“Quando i posteri esamineranno gli atti del governo e del Parlamento italiano durante il Risorgimento, vi troveranno cose da cloaca” (Giuseppe Garibaldi)
2 giugno 1882 – Muore a Caprera Giuseppe Garibaldi. Condottiero, patriota, eroe nazionale, massone, anticlericale, animalista, scrittore.
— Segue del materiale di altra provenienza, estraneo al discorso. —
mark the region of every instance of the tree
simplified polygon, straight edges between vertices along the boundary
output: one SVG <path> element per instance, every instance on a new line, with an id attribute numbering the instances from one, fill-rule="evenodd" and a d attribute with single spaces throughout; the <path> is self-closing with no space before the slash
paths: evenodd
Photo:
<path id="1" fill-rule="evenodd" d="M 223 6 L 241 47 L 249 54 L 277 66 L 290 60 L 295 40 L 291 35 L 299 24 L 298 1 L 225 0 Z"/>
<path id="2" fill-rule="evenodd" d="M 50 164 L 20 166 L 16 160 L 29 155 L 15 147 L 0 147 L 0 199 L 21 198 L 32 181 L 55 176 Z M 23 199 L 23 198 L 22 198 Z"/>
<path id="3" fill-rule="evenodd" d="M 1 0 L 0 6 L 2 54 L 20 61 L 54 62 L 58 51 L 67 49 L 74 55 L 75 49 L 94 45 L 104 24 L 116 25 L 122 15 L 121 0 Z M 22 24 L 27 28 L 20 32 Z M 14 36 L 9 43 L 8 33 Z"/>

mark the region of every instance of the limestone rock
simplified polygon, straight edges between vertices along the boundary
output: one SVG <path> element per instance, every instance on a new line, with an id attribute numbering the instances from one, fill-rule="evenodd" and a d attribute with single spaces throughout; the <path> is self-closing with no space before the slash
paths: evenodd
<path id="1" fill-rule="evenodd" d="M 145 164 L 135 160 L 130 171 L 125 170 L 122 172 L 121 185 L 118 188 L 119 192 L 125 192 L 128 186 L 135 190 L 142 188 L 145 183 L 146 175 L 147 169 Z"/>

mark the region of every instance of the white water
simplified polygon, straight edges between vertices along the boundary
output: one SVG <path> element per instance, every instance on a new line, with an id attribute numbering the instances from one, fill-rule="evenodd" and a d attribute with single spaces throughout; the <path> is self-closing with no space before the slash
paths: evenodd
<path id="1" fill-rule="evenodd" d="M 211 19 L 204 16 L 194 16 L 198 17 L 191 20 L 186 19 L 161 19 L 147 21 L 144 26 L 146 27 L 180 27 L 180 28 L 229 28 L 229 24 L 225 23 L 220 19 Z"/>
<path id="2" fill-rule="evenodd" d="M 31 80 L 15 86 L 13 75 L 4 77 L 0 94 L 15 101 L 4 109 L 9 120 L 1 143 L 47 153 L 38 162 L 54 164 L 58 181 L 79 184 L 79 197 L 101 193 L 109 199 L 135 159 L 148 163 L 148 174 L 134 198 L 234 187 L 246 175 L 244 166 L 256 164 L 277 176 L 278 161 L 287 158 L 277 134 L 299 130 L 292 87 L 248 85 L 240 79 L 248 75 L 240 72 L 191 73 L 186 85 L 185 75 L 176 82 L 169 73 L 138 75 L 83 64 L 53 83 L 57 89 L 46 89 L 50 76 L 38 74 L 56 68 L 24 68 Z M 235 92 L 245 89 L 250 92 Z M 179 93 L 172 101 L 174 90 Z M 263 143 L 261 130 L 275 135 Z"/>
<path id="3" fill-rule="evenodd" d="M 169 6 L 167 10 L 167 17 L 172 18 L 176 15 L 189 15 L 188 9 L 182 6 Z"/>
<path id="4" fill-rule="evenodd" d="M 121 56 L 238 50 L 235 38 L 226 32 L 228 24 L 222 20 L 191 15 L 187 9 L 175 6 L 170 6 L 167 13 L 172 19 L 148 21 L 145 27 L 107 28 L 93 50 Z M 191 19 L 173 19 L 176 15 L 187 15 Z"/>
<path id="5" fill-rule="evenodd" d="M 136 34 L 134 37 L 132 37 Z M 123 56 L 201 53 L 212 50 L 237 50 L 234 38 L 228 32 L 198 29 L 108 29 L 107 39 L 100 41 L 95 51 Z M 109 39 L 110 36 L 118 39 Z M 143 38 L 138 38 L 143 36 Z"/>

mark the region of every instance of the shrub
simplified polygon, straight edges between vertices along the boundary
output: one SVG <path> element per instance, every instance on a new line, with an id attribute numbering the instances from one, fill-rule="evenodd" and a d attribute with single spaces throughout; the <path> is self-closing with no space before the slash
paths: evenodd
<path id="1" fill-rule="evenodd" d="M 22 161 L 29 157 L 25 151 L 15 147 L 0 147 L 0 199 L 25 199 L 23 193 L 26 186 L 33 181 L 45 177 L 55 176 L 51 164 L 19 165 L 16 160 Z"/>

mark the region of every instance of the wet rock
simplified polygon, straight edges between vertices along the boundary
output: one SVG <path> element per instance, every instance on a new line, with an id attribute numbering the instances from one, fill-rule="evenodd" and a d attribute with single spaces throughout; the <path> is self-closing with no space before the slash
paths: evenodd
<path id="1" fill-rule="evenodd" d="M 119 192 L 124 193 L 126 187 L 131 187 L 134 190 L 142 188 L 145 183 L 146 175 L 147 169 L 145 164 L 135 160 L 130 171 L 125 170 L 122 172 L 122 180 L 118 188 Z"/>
Di sicuro, la figura di Giuseppe Garibaldi non si presta a facili interpretazioni.
Nato a Nizza nel 1807 sotto la dominazione di Napoleone, ribelle ed eroico fin da bambino (salvò diverse persone in procinto di annegare), amante della vita di mare e di storia antica, Garibaldi si formò da ragazzo prima come mozzo e poi come marinaio.
Ed è proprio in un viaggio fra Costantinopoli e il Mar Nero che avviene la folgorazione del ventiseienne Giuseppe: l’incontro con le idee irredentiste mazziniane e quelle socialiste di Saint-Simon, espostegli da un professore francese di cui citò spesso una frase in particolare: “Un uomo, che, facendosi cosmopolita, adotta l’umanità come patria e va ad offrire la spada ed il sangue a ogni popolo che lotta contro la tirannia, è più di un soldato: è un eroe”. Ne fece l’ideale di una vita.
Un ideale di libertà perseguito in una lunga, incredibile serie di vicende: prima nei moti a Genova, poi in Brasile e in Uruguay, di nuovo in Italia per i moti del ‘48 e la Repubblica Romana, quindi nella Spedizione dei Mille, poi nella Terza guerra d’indipendenza, infine a difesa della neonata Repubblica Francese.
Ma, a parte l’Unità d’Italia, dei suoi sogni straordinariamente moderni (Stato laico e repubblicano, istruzione obbligatoria e gratuita, maggiore giustizia sociale, suffragio universale, abolizione della pena di morte, rapporti pacifici fra i popoli) non ne vide avverarsi nessuno.
Al contrario, provò cocenti delusioni per molte terre che aveva amato, con la francesizzazione di Nizza, le feroci repressioni nel Meridione attuate dai governi sabaudi e la mancata liberazione di Trento e Trieste.